The paper is behind a paywall, but from other things I've read, I'm not sure that they were tandems. This is gonna sound stupid, but was there another method of jumping in the last century?

(I can't imagine me jumping out of an aeroplane even if I was strapped to someone who knew what they were doing.)
#1741017
Having organised jumps for an NHS charity this is an eye opener.

I have dim memories of seeing people on TV hurling themselves off scaffold towers in hangers before doing para jumps. Is that not how it's done now, is it all just strapping together, going up and flinging oneself out of a perfectly serviceable aeroplane?
#1741055
PaulB wrote:
rdfb wrote:I don't believe the 11% figure.


The paper is behind a paywall, but from other things I've read, I'm not sure that they were tandems. This is gonna sound stupid, but was there another method of jumping in the last century?

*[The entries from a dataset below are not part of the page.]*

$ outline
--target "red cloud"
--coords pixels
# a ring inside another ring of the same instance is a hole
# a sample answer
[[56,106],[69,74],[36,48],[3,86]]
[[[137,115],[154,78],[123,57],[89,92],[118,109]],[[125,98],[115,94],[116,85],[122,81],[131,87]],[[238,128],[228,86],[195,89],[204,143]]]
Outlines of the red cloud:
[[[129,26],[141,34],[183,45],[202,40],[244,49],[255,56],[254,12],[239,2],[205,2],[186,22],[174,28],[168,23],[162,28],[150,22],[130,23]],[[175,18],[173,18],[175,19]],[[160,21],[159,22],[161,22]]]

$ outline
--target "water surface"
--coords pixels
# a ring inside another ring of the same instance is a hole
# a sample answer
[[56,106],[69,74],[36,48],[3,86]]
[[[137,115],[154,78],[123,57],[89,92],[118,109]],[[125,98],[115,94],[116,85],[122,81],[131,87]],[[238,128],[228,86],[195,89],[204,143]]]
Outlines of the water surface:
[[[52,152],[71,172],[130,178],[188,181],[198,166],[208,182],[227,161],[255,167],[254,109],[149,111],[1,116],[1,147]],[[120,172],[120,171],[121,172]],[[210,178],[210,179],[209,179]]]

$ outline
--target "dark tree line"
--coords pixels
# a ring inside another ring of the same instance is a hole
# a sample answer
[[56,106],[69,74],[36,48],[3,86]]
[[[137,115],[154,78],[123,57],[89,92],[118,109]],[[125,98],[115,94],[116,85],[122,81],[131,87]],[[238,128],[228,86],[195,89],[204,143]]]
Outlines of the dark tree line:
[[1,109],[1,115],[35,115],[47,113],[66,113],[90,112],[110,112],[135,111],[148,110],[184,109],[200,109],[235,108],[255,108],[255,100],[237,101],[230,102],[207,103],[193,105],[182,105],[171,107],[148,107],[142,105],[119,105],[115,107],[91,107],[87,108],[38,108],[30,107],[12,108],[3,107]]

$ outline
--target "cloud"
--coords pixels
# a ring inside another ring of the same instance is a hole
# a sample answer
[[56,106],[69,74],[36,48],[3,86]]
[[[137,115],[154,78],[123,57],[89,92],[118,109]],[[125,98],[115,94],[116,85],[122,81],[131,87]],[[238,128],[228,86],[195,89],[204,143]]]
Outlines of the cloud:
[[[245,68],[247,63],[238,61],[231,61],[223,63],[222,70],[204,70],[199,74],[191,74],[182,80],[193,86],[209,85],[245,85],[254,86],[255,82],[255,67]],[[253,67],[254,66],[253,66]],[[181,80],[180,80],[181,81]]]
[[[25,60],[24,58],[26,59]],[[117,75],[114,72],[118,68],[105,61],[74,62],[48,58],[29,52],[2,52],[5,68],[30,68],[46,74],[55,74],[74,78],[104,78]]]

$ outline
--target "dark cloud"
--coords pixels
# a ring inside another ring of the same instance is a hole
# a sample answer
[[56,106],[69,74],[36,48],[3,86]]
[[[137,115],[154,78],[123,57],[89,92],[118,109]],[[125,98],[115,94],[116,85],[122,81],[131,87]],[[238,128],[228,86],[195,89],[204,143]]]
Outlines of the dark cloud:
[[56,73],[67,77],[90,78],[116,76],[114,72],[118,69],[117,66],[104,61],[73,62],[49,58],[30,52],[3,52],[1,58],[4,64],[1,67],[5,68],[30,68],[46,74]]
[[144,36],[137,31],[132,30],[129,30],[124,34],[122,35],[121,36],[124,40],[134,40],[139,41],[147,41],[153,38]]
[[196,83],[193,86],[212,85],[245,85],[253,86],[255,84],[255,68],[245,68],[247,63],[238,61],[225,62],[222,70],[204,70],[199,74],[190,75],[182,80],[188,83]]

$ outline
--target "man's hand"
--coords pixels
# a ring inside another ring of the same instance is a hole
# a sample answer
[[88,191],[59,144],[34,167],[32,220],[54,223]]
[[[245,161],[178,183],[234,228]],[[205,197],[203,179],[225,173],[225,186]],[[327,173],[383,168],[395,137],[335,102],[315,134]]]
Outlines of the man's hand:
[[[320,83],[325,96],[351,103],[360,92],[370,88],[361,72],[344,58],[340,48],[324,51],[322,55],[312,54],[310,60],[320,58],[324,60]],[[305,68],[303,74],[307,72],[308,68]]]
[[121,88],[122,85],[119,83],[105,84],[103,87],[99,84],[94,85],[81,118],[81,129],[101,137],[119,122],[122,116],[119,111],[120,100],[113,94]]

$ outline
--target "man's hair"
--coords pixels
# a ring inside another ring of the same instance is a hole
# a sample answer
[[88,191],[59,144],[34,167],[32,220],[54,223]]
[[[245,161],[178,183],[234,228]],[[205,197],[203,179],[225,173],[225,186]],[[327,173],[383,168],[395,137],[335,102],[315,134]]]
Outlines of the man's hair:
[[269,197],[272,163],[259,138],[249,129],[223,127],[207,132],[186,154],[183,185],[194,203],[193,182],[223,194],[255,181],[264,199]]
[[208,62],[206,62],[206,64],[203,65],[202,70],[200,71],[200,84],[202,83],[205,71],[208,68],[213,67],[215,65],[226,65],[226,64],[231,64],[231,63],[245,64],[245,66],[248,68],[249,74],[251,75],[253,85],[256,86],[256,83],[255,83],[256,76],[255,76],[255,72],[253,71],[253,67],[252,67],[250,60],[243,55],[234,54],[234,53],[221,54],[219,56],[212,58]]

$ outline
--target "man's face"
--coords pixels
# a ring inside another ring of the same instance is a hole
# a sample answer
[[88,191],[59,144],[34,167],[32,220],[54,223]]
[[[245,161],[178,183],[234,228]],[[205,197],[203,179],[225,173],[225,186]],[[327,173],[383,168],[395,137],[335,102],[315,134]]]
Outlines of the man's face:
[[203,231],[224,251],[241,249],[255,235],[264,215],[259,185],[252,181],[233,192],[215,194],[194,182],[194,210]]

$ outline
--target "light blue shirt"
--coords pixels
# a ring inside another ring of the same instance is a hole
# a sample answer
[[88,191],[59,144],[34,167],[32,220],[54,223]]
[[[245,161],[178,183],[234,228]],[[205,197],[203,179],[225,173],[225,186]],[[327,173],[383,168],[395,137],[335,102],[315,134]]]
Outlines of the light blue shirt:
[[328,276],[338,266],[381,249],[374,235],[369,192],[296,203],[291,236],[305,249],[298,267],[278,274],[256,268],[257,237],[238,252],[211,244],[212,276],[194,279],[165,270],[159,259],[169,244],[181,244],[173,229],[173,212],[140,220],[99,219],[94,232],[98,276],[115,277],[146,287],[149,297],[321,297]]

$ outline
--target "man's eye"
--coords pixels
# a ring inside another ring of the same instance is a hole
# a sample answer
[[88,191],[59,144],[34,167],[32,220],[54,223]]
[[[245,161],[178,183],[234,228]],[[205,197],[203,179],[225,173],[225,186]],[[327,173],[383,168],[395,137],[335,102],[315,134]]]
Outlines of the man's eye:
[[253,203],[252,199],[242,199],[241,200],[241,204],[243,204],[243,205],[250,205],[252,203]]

Actually, now that you mention it, yes there was, so that's not a stupid question at all! I think I'm guilty here of not thinking back far enough. People jumped rounds last century. They did have a higher injury rate. The paper is dated 1999 though I think? I'm pretty sure pretty much everyone was jumping squares by then - certainly on tandems. I started in 2001 so I can't speak for how things were much before that.

I saw "charity jumping" in the paper abstract and assumed tandems. That's what the majority of charity jumpers do today. There's probably some number of university student first time jumpers who do the training to jump solo and get it sponsored though. Again, perhaps that was different last century. But for all types of jumping today put together, I'd still say that while seeing an ambulance at a dropzone isn't a surprise, it's not typically a daily occurrence even at a busy dropzone on a busy day.